Every variable has a clear type. `payload` is `Bytes`, `local_hash` is `CryptoHash`, `response.body` is `Str` (JSON text), `server_hash` is `Str`. The only type boundary crossing is `local_hash.hex()`, which converts the hash to a hex string for comparison. At no point did binary data silently become a string or vice versa.

If you have spent time debugging a corrupted file upload where everything worked in tests but production data came through mangled, this kind of explicitness starts to feel less like ceremony and more like insurance.

## What we avoided

Python famously struggles with this. In Python 2, `str` was bytes and `unicode` was text, and mixing them produced silent mojibake.

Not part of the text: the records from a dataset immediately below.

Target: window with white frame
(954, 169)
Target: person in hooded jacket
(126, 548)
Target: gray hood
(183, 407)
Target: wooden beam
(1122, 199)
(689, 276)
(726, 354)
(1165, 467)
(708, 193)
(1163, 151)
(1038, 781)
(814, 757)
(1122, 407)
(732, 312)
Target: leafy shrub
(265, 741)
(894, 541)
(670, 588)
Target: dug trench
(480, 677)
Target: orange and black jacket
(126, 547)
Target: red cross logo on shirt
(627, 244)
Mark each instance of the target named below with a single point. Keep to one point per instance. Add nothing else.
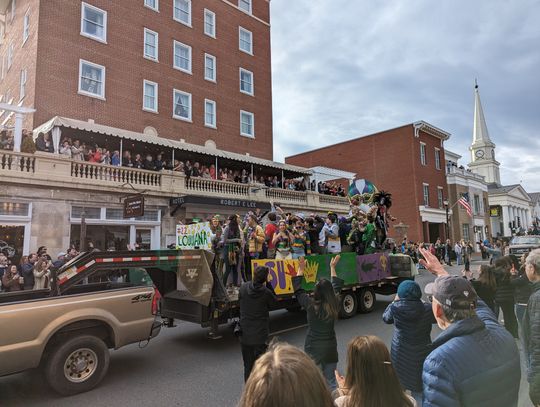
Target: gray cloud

Python 3 fixed it by making `str` always text and adding a separate `bytes` type, but the ecosystem still has libraries that accept either, and the error messages when you mix them up are confusing.

Go takes a different approach: `string` and `[]byte` are freely convertible with a type cast, but every conversion copies the data. The compiler does not warn you when you convert back and forth unnecessarily.

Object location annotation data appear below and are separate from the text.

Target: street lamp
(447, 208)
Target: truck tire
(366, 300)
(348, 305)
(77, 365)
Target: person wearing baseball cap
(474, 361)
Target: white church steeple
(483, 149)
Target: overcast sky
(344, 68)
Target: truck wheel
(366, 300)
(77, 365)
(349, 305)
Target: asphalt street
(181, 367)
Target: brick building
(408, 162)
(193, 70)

Vary is stricter than both. No implicit conversion, no cheap cast, and every I/O function picks a side. The cost is a few extra characters when you need to cross the boundary. The benefit is that "why is my binary data corrupted" is a bug you never have to debug.

## The design principle

The idea behind the `Bytes` type is the same one behind `Decimal` vs `Float` and `Money` vs `Decimal`: when two things look similar but have different semantics, give them different types.

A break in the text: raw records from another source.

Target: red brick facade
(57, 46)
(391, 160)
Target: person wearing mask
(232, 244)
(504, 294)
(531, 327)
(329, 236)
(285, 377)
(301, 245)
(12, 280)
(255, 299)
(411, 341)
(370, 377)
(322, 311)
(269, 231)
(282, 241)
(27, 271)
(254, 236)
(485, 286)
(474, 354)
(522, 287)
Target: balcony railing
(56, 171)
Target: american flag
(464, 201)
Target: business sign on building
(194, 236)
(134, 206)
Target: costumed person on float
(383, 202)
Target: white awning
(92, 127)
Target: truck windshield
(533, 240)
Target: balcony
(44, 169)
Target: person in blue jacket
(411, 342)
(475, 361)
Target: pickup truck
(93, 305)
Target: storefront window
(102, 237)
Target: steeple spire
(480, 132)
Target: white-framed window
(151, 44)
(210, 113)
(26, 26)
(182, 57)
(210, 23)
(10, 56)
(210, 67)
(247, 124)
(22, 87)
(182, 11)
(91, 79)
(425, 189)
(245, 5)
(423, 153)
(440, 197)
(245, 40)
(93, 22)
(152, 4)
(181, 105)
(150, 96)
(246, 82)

Text and binary data look similar in memory. Both are sequences of values. But text must be valid UTF-8 while bytes have no encoding constraint. You can uppercase text but not bytes. You can XOR bytes but not text. Text can fail to decode; bytes never do. These are not edge cases. They are fundamental differences in how the data behaves, and collapsing them into one type hides that.

Fewer keystrokes now, more 3am debugging sessions later. We picked the other tradeoff.